Griffith decided she wanted to pop the question to Jessica in Scotland where her mom grew up. “At the beginning of the year, we had kind of made this decision like, ‘Let’s just get married. We can do it our way. Let’s go look at rings.’ We decided to have lab diamonds, because why not? It’s the right thing to do for the environment. It’s the right thing to do in every way, and it was much more affordable.”
Griffith surprised Marino with a ring after she returned home from a run during their trip abroad.
“We were sitting there taking pictures on the stoop of my house where my mom grew up,” Griffith shares. “There just happened to be a newly erected wooden bench on the grass opposite where the stoop was, and so I said to Jessica, ‘Hey, do you want to come over here and talk to me for a second?'”
She continues: “In her mind, Jessica thought I was wanting to connect to her, maybe have a little space from my brother and just be private, connect about my mom, who’s been dead for 11 years. I was feeling kind of emotional and connected to her in her home country.”
As the couple sat and talked, Marino didn’t realize the proposal was happening.
“I started saying nice things to her and we were locked in and talking, and she was crying and really had absolutely no idea that I was proposing,” Griffith says. “I kind of shifted my body and made it as though I was down on one knee. I didn’t quite put my knee down and pulled out the ring from my pocket, that my daughter had given to me that day, and then she kind of realized. She could barely process.”
After celebrating with family all over Europe, the couple is back home in New York City and eyeing a spring 2024 wedding.
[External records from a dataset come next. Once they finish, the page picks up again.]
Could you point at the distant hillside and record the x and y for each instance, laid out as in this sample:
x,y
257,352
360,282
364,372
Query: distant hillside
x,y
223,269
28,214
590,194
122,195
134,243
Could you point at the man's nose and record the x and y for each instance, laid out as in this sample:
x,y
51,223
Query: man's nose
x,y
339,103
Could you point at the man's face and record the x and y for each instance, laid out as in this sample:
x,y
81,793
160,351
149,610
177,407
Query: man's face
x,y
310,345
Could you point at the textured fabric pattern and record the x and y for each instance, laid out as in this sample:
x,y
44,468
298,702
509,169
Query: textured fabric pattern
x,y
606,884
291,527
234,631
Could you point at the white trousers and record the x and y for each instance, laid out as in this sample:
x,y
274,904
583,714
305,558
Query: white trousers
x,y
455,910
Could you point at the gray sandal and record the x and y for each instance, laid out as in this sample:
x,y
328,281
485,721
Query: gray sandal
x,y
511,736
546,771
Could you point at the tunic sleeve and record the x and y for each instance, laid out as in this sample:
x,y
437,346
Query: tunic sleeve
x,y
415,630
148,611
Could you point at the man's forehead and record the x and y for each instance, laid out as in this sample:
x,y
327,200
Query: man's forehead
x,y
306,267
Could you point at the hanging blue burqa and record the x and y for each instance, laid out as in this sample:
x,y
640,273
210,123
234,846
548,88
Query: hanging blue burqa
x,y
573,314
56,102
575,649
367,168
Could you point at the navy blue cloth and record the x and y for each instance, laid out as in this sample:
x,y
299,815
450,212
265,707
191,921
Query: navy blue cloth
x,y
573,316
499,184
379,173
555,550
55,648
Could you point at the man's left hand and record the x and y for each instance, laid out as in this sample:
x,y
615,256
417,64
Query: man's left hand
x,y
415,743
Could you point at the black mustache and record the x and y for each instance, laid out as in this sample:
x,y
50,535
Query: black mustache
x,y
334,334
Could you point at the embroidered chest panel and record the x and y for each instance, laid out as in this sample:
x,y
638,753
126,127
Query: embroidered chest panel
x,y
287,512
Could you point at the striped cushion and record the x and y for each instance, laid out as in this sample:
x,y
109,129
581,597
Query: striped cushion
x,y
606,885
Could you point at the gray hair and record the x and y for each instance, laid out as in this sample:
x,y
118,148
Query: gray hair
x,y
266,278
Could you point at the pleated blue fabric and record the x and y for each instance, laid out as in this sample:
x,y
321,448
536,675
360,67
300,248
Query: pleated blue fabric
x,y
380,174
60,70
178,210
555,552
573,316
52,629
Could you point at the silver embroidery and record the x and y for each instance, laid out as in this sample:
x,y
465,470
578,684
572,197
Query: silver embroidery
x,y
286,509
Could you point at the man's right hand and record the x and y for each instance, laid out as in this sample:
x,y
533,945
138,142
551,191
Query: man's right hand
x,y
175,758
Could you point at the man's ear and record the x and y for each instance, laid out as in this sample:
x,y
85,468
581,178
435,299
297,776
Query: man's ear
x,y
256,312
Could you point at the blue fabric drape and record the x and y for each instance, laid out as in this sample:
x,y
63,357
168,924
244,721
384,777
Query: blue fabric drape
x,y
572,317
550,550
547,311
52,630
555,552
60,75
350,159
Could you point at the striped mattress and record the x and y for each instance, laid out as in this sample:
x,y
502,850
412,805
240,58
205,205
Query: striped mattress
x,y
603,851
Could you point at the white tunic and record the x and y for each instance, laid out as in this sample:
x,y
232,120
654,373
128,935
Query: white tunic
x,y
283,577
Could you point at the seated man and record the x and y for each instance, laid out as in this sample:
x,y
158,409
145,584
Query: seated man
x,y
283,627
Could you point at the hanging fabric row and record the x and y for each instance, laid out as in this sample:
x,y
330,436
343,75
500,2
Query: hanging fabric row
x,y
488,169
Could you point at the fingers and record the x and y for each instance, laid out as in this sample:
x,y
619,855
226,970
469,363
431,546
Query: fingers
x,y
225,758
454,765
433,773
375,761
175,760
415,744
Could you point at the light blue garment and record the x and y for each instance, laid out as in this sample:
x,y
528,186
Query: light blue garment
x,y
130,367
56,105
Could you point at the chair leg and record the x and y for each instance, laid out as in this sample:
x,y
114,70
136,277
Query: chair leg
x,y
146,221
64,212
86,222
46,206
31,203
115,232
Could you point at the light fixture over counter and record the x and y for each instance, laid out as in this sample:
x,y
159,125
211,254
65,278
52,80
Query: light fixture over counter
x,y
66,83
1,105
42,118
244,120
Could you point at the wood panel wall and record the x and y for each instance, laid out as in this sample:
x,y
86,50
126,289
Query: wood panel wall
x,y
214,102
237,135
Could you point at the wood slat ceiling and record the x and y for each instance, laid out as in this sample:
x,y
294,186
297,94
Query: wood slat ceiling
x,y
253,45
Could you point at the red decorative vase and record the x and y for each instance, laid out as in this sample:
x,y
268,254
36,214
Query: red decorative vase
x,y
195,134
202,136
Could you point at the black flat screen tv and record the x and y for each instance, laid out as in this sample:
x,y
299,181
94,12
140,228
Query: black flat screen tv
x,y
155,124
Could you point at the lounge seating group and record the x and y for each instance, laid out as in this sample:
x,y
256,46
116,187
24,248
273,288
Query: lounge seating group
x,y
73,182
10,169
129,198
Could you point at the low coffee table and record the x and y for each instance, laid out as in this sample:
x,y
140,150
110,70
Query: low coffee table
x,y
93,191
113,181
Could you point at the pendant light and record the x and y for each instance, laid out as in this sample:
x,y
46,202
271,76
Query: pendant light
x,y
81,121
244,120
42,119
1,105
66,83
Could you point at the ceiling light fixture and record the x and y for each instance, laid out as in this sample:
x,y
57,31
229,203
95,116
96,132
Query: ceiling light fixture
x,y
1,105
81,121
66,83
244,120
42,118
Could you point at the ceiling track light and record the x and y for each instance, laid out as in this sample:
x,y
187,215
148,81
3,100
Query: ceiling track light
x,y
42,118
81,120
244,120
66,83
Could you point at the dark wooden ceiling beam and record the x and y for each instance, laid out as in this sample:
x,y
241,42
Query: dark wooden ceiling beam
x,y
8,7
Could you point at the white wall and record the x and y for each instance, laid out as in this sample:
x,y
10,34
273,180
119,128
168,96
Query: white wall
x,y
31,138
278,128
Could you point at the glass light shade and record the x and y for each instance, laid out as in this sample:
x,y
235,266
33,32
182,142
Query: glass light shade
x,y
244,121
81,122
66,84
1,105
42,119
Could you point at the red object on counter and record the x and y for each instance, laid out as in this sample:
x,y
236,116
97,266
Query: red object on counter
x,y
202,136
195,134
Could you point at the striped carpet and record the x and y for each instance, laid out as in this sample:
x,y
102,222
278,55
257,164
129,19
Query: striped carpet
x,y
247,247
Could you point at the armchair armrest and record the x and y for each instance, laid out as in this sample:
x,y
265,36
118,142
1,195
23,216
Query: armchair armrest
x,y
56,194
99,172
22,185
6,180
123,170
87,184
“We picked a place,” Griffith says. “We locked it in. It’s a raw space in Brooklyn. They’ve done a bunch of weddings. There’s a rooftop, and our plan is to mostly just have a party and a celebration. At first we thought, ‘Oh, we’ll keep the wedding ceremony very small.’ Then we thought, ‘You know, maybe we’ll just keep it casual, but we’ll let everybody come,’ and so we’re letting all the ideas float around, and we’re trying to not be too focused on the details.”